В то время как в одном лагере звучит гордое заявление: «поэт - рабочий» (Маяковский), в другом, противоположном стане ведутся такие речи: «Мы - для немногих. Искусство не может раздаваться всем. Оно божественно, царственно. За покушение на эту святыню придется держать ответ перед богом... Искусство действительно нечто буржуазное. Политики не терпят теперь буржуазии. Но в искусстве буржуазия занимает свое место...»44
.Содержание и развитие общественно-эстетической борьбы не исчерпывалось столкновением прямых, политически неприкрытых лозунгов и деклараций. На откровенные «ненавистнические» признания (типа стихов З. Гиппиус) шли сравнительно немногие писатели даже из числа тех, кому революционная современность была явно не по душе. Столь активная позиция влекла за собою ряд немедленных «выводов» морального порядка, сделать которые мог далеко не каждый, кто чувствовал себя неуютно в новых условиях: полный разрыв с родиной, открытый конфликт с народом, забвение и отрицание всех традиций русской интеллигенции.
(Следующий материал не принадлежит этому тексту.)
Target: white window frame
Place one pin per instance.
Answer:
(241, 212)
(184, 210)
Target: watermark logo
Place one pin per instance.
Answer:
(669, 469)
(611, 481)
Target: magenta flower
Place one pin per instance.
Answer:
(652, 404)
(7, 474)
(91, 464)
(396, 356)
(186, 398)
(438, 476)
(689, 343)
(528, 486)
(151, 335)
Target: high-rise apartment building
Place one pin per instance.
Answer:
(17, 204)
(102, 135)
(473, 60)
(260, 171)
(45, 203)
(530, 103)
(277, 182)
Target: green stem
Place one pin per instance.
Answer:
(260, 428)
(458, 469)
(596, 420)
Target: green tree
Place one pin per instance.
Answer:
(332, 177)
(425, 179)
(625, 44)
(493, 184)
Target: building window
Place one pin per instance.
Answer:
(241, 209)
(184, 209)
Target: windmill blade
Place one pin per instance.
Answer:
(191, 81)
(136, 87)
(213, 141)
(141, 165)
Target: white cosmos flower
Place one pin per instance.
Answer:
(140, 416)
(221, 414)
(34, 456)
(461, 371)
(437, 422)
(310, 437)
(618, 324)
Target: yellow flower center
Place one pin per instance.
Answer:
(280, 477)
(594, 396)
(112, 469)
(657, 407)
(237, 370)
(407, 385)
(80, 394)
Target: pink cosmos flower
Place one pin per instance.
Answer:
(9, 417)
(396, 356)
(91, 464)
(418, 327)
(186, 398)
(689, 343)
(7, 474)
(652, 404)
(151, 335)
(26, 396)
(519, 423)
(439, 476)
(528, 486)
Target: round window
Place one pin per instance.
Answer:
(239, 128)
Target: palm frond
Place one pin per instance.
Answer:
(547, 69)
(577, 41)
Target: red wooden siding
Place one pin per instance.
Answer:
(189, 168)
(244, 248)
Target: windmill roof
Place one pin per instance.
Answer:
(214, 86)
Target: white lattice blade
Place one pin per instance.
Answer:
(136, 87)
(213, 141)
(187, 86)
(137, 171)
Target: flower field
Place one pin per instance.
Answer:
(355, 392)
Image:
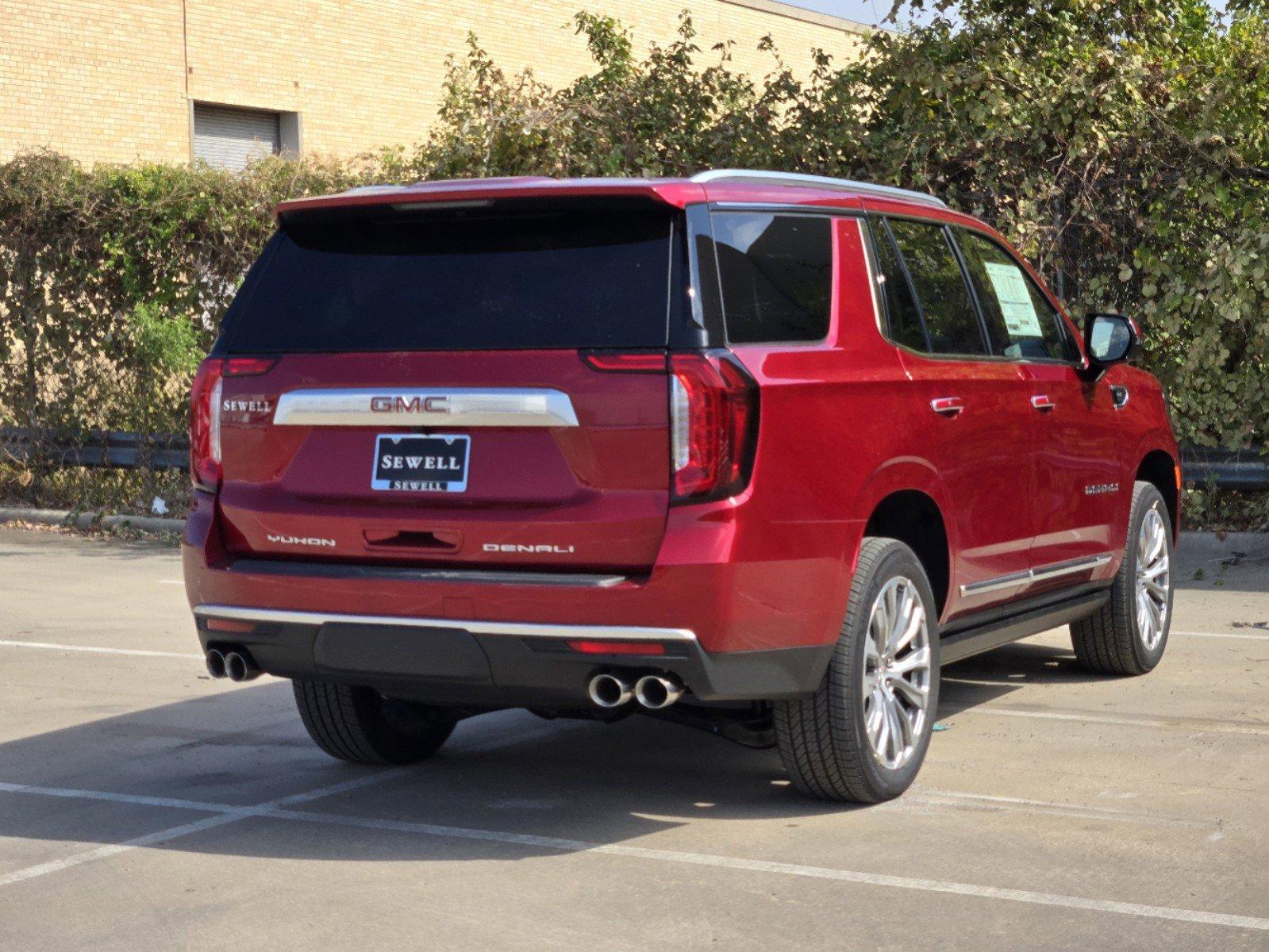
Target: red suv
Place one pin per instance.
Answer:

С другой стороны, само содержание пролетарской революции для многих представителей старой культуры было непонятно, и требовался некоторый срок, чтобы прояснилась новая обстановка и определились взгляды тех, кто воспринимал ее сумбурно, противоречиво, день ото дня колеблясь в оценке происходящих событий. Например, Бальмонт, испытав разочарование в «родимом народе», тем не менее считал необходимым поддерживать с рабочим классом «дружественные» отношения и, в частности, подготовил к печати книжку гражданских стихов «Песня рабочего молота» (Госиздат, 1922), в которой он призывал и поэта и рабочего к совместному творчеству, к единению, что, однако, не помешало ему вскоре перейти в лагерь эмиграции.
Такая непоследовательность объяснялась, конечно, не только личными качествами Бальмонта (который и в поэзии под видом «своенравия», «капризов гения» культивировал легкость в мыслях и непостоянство в принципах). Тут сказались и более глубокие предпосылки - общий идейный разброд, царивший в среде буржуазной художественной интеллигенции, которая даже в своих антиреволюционных чаяниях не имела целостной идеологической платформы. Эта среда действительно переживала «кризис духа», о котором тогда писали многие литераторы, склонные распространять свои беды и болезни на все современное человечество. Здесь господствовали настроения упадка, безверия, разлада, внутреннего опустошения. И хотя на стороне прошлого оставалось немало видных деятелей искусства, они не смогли оказать активной нравственно-эстетической поддержки политическим устремлениям контрреволюции.
Показательно, что так называемое «белое движение» не располагало сколько-нибудь серьезной литературой, которая бы выразила мечты и надежды тех, кто шел «поразить красного зверя». Это произошло не потому, что здесь не было писателей, сочувствующих делу политической реставрации, а потому, что сами эти писатели в подавляющем большинстве случаев не обладали ни сознанием собственной правоты, ни тем душевным подъемом и пафосом, которые необходимы всякому художнику, желающему стать трибуном, агитатором, борцом. Белогвардейские агитаторы, как правило, оказывались бездарностями. А талантливые поэты, не принявшие революции (так же, как впоследствии поэты эмиграции), предпочитали тосковать о прошлом и жаловаться на одиночество, обвиняя и ненавидя новый общественный строй. У них не было будущего, и вместо маршей и проповедей они писали элегии, проникнутые чувством бессилия. В этом сказалось, в частности, то отсутствие у всего антиреволюционного лагеря связей с народной почвой, которое - в сфере военной й политической - послужило одной из причин разгрома и гибели русской белогвардейщины несмотря на помощь со стороны иностранной интервенции. Поэзия этого лагеря также не имела «внутренних ресурсов»; на ней лежала печать обреченности, выморочности - задолго до того, как ее наиболее непримиримые представители оказались, по выражению М. Цветаевой, «выхаркнуты народом» за пределы России.